HTCondor can help manage GPUs (graphics processing units) in your pool of execute nodes, making them available to jobs that can use them using an API like {link:http://www.khronos.org/opencl/ OpenCL} or {link:http://www.nvidia.com/object/cuda_home_new.html CUDA}.

The techniques described on this page depend on HTCondor version 8.1.4 or later, if you are using an earlier version of HTCondor you should upgrade. If you cannot upgrade for some reason, an older, less flexible technique is
described at HowToManageGpusInSeriesSeven

HTCondor matches execute nodes (described by {quote: ClassAds}) to jobs (also described by {quote: ClassAds}). The general technique to manage GPUs is:

1: Advertise the GPU: Configure HTCondor so that execute nodes include information about available GPUs in their ClassAd.
2: Require a GPU: Jobs modify their Requirements to require a suitable GPU
3: Identify the GPU: Jobs modify their arguments or environment to learn which GPU it may use.

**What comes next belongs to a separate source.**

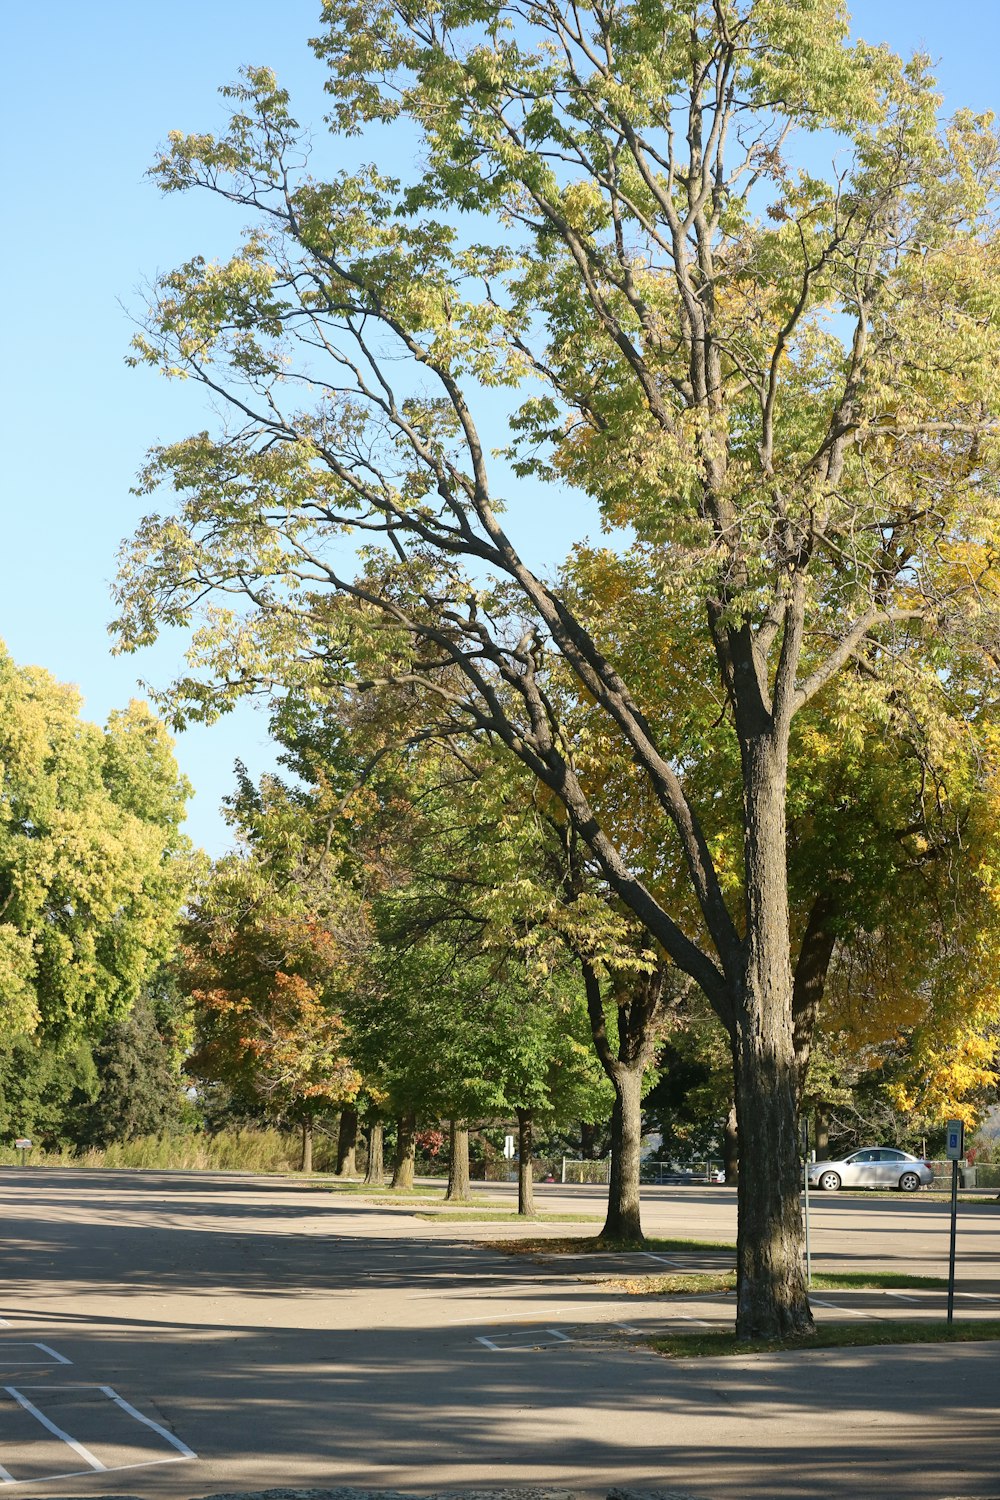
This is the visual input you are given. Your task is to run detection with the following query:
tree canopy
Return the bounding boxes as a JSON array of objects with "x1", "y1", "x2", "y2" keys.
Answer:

{section: Advertising the GPU}

HTCondor contains a tool designed to assist in detecting GPUs and configuring HTCondor to advertise GPU information. This tool is

    condor_gpu_discovery

This tool will detect CUDA and OpenCL devices and output a list of GPU identifiers for all detected devices.

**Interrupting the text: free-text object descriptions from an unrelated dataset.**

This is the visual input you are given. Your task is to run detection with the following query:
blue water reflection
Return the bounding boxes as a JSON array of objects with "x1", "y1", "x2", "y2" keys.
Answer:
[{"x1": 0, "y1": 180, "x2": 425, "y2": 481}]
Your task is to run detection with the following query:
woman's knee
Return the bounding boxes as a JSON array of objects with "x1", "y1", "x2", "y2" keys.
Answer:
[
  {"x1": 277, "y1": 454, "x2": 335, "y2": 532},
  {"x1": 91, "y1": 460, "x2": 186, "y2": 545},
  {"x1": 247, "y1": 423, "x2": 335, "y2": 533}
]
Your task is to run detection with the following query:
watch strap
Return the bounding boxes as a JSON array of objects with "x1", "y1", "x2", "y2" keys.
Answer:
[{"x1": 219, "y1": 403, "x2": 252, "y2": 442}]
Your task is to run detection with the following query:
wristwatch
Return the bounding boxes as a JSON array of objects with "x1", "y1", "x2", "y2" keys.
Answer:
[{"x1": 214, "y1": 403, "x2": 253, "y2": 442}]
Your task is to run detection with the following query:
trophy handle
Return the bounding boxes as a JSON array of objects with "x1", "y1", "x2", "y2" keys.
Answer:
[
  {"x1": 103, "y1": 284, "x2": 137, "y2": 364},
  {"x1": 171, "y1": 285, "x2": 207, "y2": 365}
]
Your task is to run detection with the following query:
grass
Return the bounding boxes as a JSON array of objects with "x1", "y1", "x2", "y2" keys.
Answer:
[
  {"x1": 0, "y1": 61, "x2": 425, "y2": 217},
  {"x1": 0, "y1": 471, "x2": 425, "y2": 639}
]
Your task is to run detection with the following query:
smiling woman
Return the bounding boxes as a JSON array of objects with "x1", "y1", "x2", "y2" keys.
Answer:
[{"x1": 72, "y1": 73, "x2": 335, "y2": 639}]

HTCondor has a general mechanism for declaring user-defined slot resources. We will use this mechanism to define a resource called 'GPUs'. The resource type name 'GPUs' is case insensitive, but you must be consistent about the plural. HTCondor considers 'GPU' to be a different resource type than 'GPUs'.  We recommend the use of 'GPUs' for GPU custom resources.

To define 'GPUs' as a custom resource simply add the following statements to the configuration on your execute node.

    MACHINE_RESOURCE_GPUs = $(LIBEXEC)/condor_gpu_discovery -properties
    ENVIRONMENT_FOR_AssignedGPUs = CUDA_VISIBLE_DEVICES, GPU_DEVICE_ORDINAL


The first line tells HTCondor to run the condor_gpu_discovery tool, and use it's output to define a custom resource called 'GPUs'.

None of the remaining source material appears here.